Mac and Rosie McGearey have been involved in a legal wrangle with the city council for several months after it refused to pay to send their daughter Ciara to the Royal Blind School, despite an independent tribunal ruling this is the best option for her. The dispute finally ended after the council agreed to pay half of Ciara's 38,000-a-year school fees.
The other half is being paid for by the army, who stepped in as Ciara's father is a serving soldier.
The Evening News revealed last month that discussions were under way between the council and the army, and the funding has now been confirmed by both parties.

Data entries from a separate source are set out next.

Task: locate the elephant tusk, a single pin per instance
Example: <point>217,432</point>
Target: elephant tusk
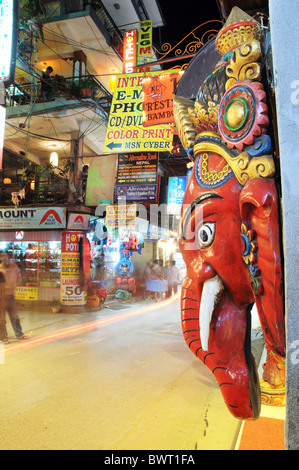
<point>211,295</point>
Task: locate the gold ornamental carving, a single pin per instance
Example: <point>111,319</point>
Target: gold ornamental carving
<point>243,64</point>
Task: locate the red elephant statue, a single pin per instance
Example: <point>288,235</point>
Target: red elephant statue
<point>230,225</point>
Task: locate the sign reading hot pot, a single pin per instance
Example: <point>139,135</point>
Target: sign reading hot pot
<point>70,289</point>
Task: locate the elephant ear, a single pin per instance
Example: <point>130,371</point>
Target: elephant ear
<point>260,232</point>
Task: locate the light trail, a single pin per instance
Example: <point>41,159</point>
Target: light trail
<point>74,330</point>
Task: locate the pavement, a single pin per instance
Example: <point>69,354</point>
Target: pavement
<point>186,403</point>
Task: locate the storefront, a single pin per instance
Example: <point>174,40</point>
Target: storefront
<point>32,238</point>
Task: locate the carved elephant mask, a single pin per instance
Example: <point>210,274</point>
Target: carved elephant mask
<point>217,294</point>
<point>230,225</point>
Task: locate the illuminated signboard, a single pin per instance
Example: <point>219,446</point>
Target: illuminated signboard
<point>8,38</point>
<point>144,54</point>
<point>125,130</point>
<point>176,191</point>
<point>130,51</point>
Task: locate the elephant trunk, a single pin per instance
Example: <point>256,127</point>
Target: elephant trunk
<point>218,332</point>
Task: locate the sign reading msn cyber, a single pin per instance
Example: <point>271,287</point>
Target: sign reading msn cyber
<point>125,131</point>
<point>29,218</point>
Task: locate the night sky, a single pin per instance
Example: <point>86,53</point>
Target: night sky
<point>182,17</point>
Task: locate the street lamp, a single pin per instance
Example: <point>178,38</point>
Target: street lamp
<point>54,159</point>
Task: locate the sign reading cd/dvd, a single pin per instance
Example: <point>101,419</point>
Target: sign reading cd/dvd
<point>125,131</point>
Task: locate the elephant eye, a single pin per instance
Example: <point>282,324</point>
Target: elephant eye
<point>206,234</point>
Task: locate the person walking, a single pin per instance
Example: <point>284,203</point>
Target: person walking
<point>173,279</point>
<point>12,277</point>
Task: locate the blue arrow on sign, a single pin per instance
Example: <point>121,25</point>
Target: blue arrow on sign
<point>113,146</point>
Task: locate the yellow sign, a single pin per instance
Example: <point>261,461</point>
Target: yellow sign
<point>125,131</point>
<point>145,45</point>
<point>121,215</point>
<point>26,293</point>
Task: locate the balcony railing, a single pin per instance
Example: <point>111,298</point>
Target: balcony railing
<point>61,87</point>
<point>42,193</point>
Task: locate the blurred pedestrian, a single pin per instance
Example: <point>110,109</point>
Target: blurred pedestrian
<point>173,279</point>
<point>148,272</point>
<point>12,277</point>
<point>3,332</point>
<point>46,84</point>
<point>158,270</point>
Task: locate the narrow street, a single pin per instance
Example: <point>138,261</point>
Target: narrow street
<point>118,379</point>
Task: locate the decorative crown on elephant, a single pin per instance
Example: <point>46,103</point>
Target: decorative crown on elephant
<point>230,230</point>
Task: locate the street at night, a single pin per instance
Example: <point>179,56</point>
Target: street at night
<point>121,378</point>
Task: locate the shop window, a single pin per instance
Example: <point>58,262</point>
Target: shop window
<point>26,257</point>
<point>8,248</point>
<point>39,262</point>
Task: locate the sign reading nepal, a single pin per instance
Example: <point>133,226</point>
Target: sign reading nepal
<point>125,129</point>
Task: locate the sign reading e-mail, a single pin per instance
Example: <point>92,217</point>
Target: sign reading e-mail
<point>125,131</point>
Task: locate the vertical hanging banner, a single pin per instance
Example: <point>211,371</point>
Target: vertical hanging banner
<point>125,131</point>
<point>9,28</point>
<point>2,130</point>
<point>70,289</point>
<point>137,176</point>
<point>158,92</point>
<point>145,41</point>
<point>130,51</point>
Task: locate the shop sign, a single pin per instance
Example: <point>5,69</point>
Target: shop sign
<point>70,289</point>
<point>121,215</point>
<point>101,172</point>
<point>117,44</point>
<point>130,51</point>
<point>26,293</point>
<point>158,233</point>
<point>125,130</point>
<point>158,94</point>
<point>176,191</point>
<point>8,38</point>
<point>39,218</point>
<point>137,177</point>
<point>78,222</point>
<point>2,131</point>
<point>144,55</point>
<point>144,192</point>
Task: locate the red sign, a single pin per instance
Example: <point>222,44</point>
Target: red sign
<point>130,51</point>
<point>158,94</point>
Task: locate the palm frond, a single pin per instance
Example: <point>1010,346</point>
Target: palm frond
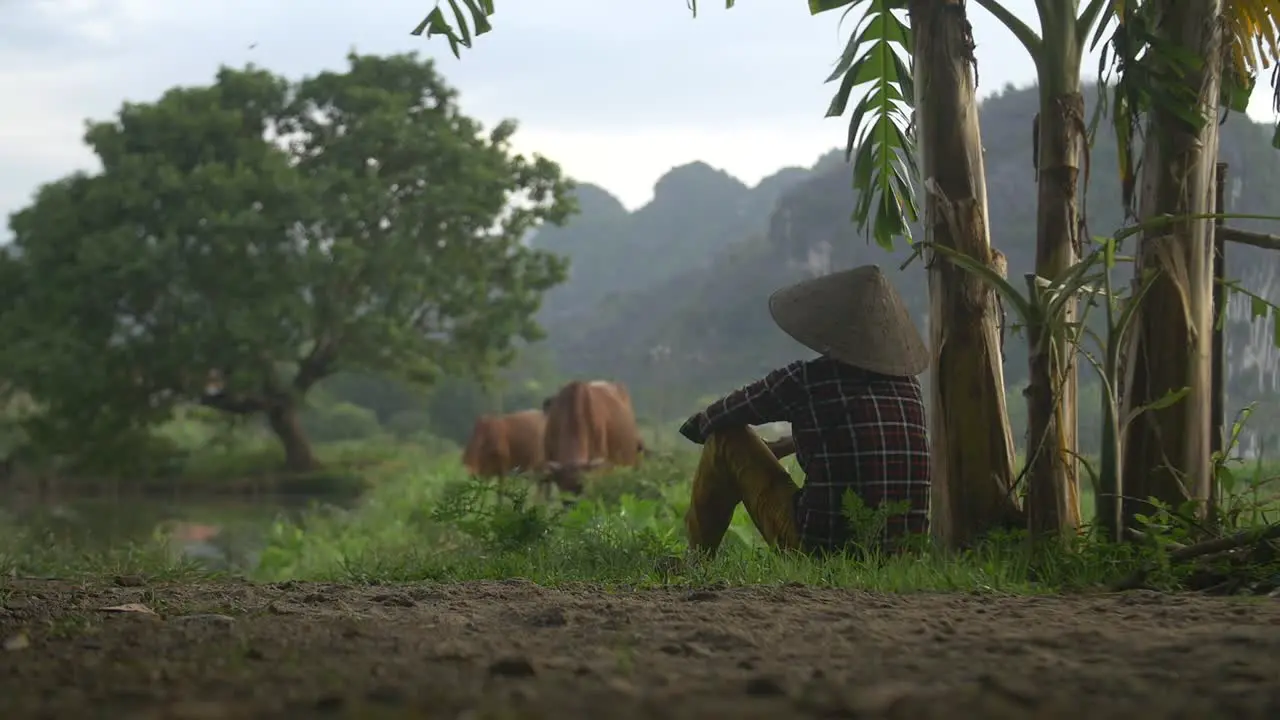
<point>1255,32</point>
<point>880,141</point>
<point>1143,71</point>
<point>460,35</point>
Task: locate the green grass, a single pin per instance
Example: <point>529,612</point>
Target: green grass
<point>421,519</point>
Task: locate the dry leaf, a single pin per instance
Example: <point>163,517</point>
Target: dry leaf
<point>17,642</point>
<point>129,607</point>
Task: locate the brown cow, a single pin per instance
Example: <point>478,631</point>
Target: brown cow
<point>589,424</point>
<point>504,443</point>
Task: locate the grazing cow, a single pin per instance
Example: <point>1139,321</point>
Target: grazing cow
<point>589,424</point>
<point>502,445</point>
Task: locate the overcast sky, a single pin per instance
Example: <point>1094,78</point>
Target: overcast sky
<point>617,91</point>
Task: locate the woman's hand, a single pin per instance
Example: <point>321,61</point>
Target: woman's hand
<point>782,446</point>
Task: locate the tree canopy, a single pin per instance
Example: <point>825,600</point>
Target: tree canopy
<point>247,238</point>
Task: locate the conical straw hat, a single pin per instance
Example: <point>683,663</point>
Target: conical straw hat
<point>854,317</point>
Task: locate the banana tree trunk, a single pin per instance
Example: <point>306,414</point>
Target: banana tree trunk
<point>1052,482</point>
<point>972,443</point>
<point>1166,451</point>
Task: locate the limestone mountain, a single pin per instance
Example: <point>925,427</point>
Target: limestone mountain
<point>691,270</point>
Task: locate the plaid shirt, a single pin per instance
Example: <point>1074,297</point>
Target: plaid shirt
<point>853,429</point>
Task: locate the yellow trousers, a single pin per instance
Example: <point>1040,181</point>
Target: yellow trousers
<point>737,466</point>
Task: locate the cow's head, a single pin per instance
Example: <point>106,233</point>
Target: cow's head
<point>568,475</point>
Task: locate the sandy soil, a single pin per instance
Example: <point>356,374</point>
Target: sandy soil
<point>515,650</point>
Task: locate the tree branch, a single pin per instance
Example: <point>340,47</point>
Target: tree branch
<point>1020,30</point>
<point>1249,237</point>
<point>1088,17</point>
<point>233,404</point>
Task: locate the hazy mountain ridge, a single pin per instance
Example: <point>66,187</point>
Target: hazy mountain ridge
<point>693,269</point>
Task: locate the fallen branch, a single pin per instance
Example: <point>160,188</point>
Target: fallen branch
<point>1249,237</point>
<point>1202,548</point>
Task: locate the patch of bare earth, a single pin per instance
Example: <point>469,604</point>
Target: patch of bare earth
<point>515,650</point>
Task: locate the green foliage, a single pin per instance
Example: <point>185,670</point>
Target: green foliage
<point>341,420</point>
<point>275,232</point>
<point>424,519</point>
<point>868,523</point>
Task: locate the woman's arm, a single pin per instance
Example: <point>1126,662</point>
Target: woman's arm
<point>782,447</point>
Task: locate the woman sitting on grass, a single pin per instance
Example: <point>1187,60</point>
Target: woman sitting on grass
<point>856,418</point>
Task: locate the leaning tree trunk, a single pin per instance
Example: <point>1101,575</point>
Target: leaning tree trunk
<point>972,443</point>
<point>1166,451</point>
<point>282,415</point>
<point>1052,490</point>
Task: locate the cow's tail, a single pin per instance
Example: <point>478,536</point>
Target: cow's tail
<point>598,438</point>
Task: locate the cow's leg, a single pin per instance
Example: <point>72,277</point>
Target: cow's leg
<point>737,466</point>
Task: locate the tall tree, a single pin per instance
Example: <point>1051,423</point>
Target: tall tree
<point>250,238</point>
<point>972,442</point>
<point>1178,63</point>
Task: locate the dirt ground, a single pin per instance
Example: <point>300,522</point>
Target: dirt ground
<point>513,650</point>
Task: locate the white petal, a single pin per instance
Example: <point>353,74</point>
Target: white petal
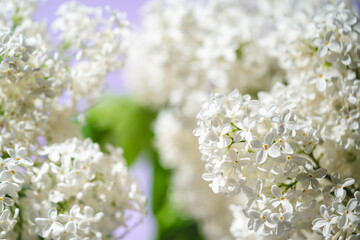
<point>274,151</point>
<point>275,190</point>
<point>261,157</point>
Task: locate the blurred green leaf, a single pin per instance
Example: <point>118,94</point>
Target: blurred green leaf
<point>123,122</point>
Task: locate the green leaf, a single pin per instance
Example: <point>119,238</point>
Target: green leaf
<point>122,122</point>
<point>125,123</point>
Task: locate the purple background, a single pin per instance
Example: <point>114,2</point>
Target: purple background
<point>141,170</point>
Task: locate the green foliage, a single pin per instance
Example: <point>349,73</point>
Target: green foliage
<point>123,122</point>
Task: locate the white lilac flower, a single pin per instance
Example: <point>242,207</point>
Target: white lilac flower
<point>326,222</point>
<point>339,186</point>
<point>49,225</point>
<point>282,222</point>
<point>346,213</point>
<point>281,199</point>
<point>266,148</point>
<point>311,176</point>
<point>260,220</point>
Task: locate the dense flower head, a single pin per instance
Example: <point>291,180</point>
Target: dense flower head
<point>81,188</point>
<point>195,48</point>
<point>71,189</point>
<point>283,150</point>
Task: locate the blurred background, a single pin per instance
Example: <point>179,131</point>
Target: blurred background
<point>120,120</point>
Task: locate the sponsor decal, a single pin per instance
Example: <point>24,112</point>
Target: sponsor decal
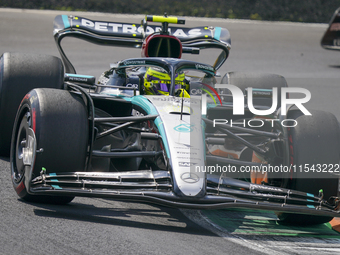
<point>335,27</point>
<point>134,62</point>
<point>190,177</point>
<point>186,164</point>
<point>204,67</point>
<point>136,29</point>
<point>184,128</point>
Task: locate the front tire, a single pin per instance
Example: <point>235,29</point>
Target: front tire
<point>55,123</point>
<point>20,73</point>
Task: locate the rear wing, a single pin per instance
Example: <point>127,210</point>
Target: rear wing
<point>132,35</point>
<point>331,39</point>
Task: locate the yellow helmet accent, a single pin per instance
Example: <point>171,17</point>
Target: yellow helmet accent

A tribunal ruled in November that the Blind School was the best school for Ciara – who lost her sight when she was only three days old after contracting meningitis. But council bosses planned to appeal against the decision.
Although the council wanted Ciara to go to the council-run Oaklands Special School, which does not specialise in blindness, Ciara has been attending the Blind School since the start of the year after her father, who serves with the 1st Royal Tank Regiment, raised enough money to send her there until the summer.
Education leader councillor Marilyne MacLaren said: "I am really delighted that through good, constructive partnership working with the army we have come to a solution for Ciara's schooling in the future."
Colinton and Fairmilehead councillor Jason Rust, who put forward a motion calling on the council to withdraw its appeal earlier this year, is angry the council took so long to come to an agreement with Mr and Mrs McGearey.
He said: "This is a fantastic outcome, but the actions of the city council throughout have been deplorable.
"I fail to understand why the council has needlessly put Ciara and her family through this ordeal, treating them with contempt."
Brigadier David Allfrey, Commander 51 (Scottish) Brigade, said: "I am delighted that we have been able to deliver a sound and sustainable result for Ciara and her family."